The Hug High garden was installed last year with funding from Truckee Meadows Water Authority’s Landscape Retrofit Program. At the time, TMWA’s Lora Richards was at a loss for ideas about how to create a water-wise landscape on the sloping property. She called on landscape architect Tom Stille of River School Farms and Interpretive Gardens, who envisioned a bioregional theme. Now, 23,400 square feet of ripped out lawn later, one area of the L-shaped garden features a Sierra Nevada region with incense cedar, white fir and Jeffrey pine lining the hillside. A desert region at the hottest spot features drought-tolerant plants, like salvia, yarrow and lavender. Native Great Basin plants dot another patch. A riparian area features plants that grow along the Truckee River and require more water. A “food forest” grows edibles like strawberries, rhubarb and asparagus, mixed with fruit trees, and a veggie patch with hoop houses yields, during this cool season, Swiss chard, mustard greens, kale, spinach and more.
The different areas will help students draw comparisons of the water needs of various landscapes—information that could help adults contemplating a water-wise yard, as well.
“The main goal of the garden is really water conservation,” said Stille during the garden’s public opening. The food produced is an added benefit. Even in the cold weather, Hug’s hoop houses provided enough salad greens to serve about 300 people during a school supper last winter.

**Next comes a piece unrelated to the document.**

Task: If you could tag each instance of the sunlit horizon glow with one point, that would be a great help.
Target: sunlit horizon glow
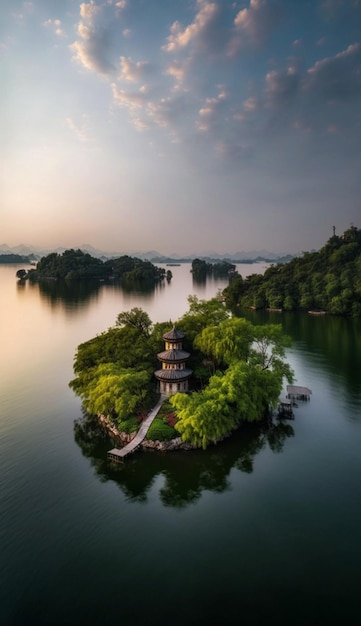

“We plant our own vegetables,” said Hug culinary student Anthony Smith, 16, serving up a parsnip nut muffin he helped cook for the garden opening.
“There’s more food here than we can use in the class,” said culinary instructor Wayne Tuma, beaming. The remaining food goes to the Northern Nevada Food Bank and Great Basin Community Food Co-op. While it may seem sensible for food grown on school grounds to be served in the school cafeteria, distributor contracts currently prohibit it.
“We could do a salad bar in the school right now, but politically, they’re not ready for it,” said Josie Luciano of Urban Roots Garden Classrooms, which has been working with the students on the garden.
In the meantime, while Reno residents tend their own gardens, Tuma, students and other volunteers will help maintain this one throughout the summer.
The garden demonstrates possibilities, not just of gardening ideas for different regions and water resources, but also for growing food in unlikely places—like an urban, uneven school plot.
“Food is so critical now,” said Stille. “With peak oil, our industrial agricultural system runs on oil. Tractors, pesticides, fertilizers all run on oil. It’s important to teach how to grow food in our urban areas.”